Зато Марк Николаевич был в полном восхищении… С каким-то судорожным наслаждением сосал он сигару свою и все смотрел в глаза Лебедкину, все поддакивал ему, очевидно ровно ничего не понимая из его речей. Люба же Люба была вся внимание. То грустное выражение, которое так еще недавно я заметил на ее лице, теперь уступило место иному, если и не счастливому, то во всяком случае радостному. Казалось, то, что проповедовал Лебедкин, как нельзя более совпадало с собственными ее думами, и теперь она радуется, слушая, как думы эти – смутные и почти инстинктивные, – так хорошо, так неотразимо убедительно формулируются. Она не говорила ничего; она сидела молча, но все существо ее, как бы до последнего нерва, было проникнуто и сочувствием и уважением к Лебедкину… А он… О, он по-прежнему был сдержан с ней и вежлив, и даже почти игнорировал ее, – хотя все, что говорил с таким жаром, говорил несомненно только для нее… Это прорывалось наружу до наивности ясно. И особенно желчные нападки на Ирину (в «Дыме») и струнка личного раздражения, заметно звучавшая в его страстных филиппиках{35} против «аристократии», и какая-то странная мятежность духа при взгляде на Любу, – все изобличало Лебедкина. А Люба ничего не замечала. Все уколы и уязвления Лебедкина не касались ее. С какою-то веселой сосредоточенностью она за одним следила – за развитием лебедкинской мысли; одному жадно внимала – тем фактам, которые Лебедкин так искусно, так выразительно группировал; одним упивалась – теми выводами, которые вытекали из этих фактов… И вся озаренная какой-то детской улыбкою удовольствия, кивала своей грациозной головкой, когда эти выводы казались ей особенно удачными, особенно неотразимыми.

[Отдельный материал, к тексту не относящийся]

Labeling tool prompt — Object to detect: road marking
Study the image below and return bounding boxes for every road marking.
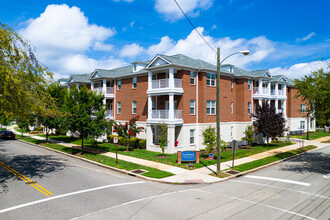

Но вскоре вмешалась в разговор и она…
Дело в том, что Инна Юрьевна, тщетно перебирая аргументы против Лебедкина, – аргументы и потому еще не имевшие успеха, что Лебедкин не слыхал их, невежливо заглушая нежный голосок Инны Юрьевны своим громогласием, – выбрала, наконец, удачный момент и воскликнула:
– Вот вам аристократ: Сергий Львович Карамышев!.. Богач, камер-юнкер, дядя министр, а посмотрите на него: живет в деревне, строит больницы, основывает приюты, заводит школы!.. Ну-ка, укажите мне на ваших демократов… Что они выстроили? Что они основали? Где воздвигли школы и приюты?.. Отвечайте мне, молодой человек.
При упоминовении Сергия Львовича с Лебедкиным сотворилось нечто странное. Злобно сощурив глаза и язвительно искривив губы свои, он, позабыв всякие приличия, вскочил со стула и комически расшаркался перед Инной Юрьевной.
– О, что касается господина Карамышева, я умолкаю, сударыня! иронически воскликнул он. – Я благоговею перед сим воплощением всяческих приличий… Я умолкаю… Я тем более умолкаю, что чувствую, чем движетесь вы, восхваляя господина Карамышева… Я уважаю родственные чувства, Инна Юрьевна!
И сел, тяжело переводя дыхание.
Но Инна Юрьевна на этот раз не осталась в долгу.
– Да? – протянула она, с пренебрежением окидывая взглядом Лебедкина, начиная с косматой головы его и кончая ногами в высоких сапогах. – Вы слышали, конечно… Я очень счастлива, но не потому «восхваляю» Сергия Львовича… А вы правы: он очень приличен, и несомненно принадлежит к порядочному обществу… Но что делать! ему дали воспитание…. – И она вздохнула сострадательно.
Лебедкин как нельзя более почувствовал жало… Весь бледный и с хрипотой в голосе, он уже было начал: «Конечно, я не имею чести принадлежать к приличным людям»… И творец знает, чем бы все это кончилось, как вдруг, к общему удивлению, пылко и горячо заступилась за него Люба.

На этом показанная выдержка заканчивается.